When bad things happen to good people, it’s probably fate. When bad things happen to bad people, it’s probably Jack Bauer...
When we left our intrepid crew last week, President Palmer-Lite was giving a half-assed speech, Biscuit Lennox was twirling his figurative moustache in anticipation of using the Constitution as toilet paper, Walid was doing his best Inspector Clouseau routine, and our hero Jack was demonstrating to his brother why they put warning labels on plastic bags telling people “not to put them over your head”.
We are also two weeks into the part of this column where I’m supposed to make fun of my stupid predictions in the “Final Thoughts” part...but once again I haven’t been proven wrong yet. OTOH, the only thing I’ve been proven right concerning last week is the Karen Hayes/Biscuit Lennox feud...but seeing that was on the previews, it didn’t exactly take Kreskin to figure that one out.

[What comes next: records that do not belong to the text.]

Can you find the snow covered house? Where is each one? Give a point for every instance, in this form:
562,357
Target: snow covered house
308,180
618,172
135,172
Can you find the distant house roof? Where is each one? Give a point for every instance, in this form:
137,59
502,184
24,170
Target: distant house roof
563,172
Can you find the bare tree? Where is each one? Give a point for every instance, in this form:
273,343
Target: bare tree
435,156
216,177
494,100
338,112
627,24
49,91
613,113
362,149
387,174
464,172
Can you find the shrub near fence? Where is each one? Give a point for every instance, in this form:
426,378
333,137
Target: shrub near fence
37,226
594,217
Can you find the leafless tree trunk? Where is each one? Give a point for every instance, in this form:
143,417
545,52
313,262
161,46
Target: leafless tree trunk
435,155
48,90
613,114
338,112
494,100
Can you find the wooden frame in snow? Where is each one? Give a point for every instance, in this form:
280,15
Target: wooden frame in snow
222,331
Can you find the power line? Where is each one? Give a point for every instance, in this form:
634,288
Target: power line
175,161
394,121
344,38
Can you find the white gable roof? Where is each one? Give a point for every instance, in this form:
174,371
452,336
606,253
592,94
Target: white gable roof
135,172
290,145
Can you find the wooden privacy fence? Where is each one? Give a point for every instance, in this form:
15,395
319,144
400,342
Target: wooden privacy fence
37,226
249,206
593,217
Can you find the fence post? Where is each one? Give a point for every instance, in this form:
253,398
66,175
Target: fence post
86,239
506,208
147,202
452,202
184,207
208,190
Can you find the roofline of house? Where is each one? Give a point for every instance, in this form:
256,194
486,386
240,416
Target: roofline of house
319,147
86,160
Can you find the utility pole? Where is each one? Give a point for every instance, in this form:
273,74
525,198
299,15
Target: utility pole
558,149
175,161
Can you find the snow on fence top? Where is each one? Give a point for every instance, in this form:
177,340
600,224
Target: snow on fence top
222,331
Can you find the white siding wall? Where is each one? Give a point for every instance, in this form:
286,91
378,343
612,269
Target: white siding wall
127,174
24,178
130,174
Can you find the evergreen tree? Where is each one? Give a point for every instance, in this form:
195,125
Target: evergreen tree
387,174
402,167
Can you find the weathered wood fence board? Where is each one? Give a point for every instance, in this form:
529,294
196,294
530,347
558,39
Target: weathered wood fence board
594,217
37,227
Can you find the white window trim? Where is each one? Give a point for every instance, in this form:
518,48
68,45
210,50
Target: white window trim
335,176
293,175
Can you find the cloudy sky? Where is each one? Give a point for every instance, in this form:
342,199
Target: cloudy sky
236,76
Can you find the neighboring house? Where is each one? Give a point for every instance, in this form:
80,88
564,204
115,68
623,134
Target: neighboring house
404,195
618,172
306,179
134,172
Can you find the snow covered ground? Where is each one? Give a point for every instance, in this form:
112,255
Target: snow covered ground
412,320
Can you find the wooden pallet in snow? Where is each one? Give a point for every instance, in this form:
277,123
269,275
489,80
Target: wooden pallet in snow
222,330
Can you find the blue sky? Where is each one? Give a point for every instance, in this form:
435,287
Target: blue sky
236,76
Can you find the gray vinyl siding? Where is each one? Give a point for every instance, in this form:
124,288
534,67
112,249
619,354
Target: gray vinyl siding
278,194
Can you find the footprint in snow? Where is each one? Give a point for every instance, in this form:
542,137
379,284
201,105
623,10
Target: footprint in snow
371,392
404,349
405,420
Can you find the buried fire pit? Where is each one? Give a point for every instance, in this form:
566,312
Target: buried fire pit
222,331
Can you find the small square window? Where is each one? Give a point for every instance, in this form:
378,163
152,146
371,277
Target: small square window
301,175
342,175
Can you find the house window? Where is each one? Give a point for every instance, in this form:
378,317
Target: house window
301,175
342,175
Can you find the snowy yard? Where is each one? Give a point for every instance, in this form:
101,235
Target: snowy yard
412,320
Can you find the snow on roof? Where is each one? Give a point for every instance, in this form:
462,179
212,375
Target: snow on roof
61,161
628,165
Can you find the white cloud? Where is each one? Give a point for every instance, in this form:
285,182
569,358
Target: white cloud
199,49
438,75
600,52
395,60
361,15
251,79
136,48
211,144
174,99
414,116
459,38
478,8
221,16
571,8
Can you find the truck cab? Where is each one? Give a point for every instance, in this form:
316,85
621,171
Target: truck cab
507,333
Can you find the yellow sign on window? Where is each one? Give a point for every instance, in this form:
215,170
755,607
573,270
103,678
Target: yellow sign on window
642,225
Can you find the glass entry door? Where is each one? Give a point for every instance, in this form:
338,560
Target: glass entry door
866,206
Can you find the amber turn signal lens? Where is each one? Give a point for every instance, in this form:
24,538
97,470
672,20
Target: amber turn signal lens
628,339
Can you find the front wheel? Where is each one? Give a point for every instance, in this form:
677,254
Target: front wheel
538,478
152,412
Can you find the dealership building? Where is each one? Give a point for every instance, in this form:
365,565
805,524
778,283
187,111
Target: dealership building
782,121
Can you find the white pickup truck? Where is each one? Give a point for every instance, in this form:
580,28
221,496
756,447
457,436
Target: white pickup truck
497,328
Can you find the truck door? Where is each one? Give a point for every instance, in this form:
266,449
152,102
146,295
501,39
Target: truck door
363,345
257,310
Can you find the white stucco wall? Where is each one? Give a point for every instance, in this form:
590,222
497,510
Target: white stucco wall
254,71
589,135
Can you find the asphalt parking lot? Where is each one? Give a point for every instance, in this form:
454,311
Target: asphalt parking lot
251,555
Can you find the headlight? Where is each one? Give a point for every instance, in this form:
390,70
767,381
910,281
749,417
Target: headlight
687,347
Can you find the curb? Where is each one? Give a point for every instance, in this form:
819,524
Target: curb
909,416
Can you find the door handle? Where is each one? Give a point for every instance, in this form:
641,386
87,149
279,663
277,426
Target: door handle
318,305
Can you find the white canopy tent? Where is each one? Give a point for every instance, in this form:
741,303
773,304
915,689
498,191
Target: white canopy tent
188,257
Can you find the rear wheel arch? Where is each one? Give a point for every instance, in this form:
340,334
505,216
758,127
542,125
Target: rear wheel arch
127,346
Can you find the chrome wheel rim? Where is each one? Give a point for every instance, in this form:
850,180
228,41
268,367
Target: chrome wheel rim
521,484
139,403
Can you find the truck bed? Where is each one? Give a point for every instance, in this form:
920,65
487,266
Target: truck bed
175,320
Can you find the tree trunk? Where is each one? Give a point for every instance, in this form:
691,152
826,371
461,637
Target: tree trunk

But unfortunately for action junkies, we’re at the point were they can’t start showing much more non-stop action until they take a slight pause and set up some more plot. We also must get to the obligatory points in each season where (1) an unscrupulous president or high advisor takes advantage of a terrorist crisis to make a power grab and (2) Jack gets held hostage.
Yep...one of those annoying but necessary episodes where NOTHING gets resolved and all the plots get more confusing.
Sorry it took Chad Lowe awhile to make his first appearance as Deputy Chief of Staff Reed Pollock. Seems he’s been a bit busy lately hanging out in Divorce Court. It’s lucky he’s got this gig, as the only other offer on the book was some television commercial that was snagged up by Kevin Federline. Reed is the equally disgusting henchmen to Tom “Biscuit” Lennox (Biscuit, of course was Peter MacNicol’s character on “Ally McBeal”. Get used to seeing it). Hilary Swank sits at home laughing her ass off about the typecasting that puts Chad as a pathetic person leaching off from a famous person.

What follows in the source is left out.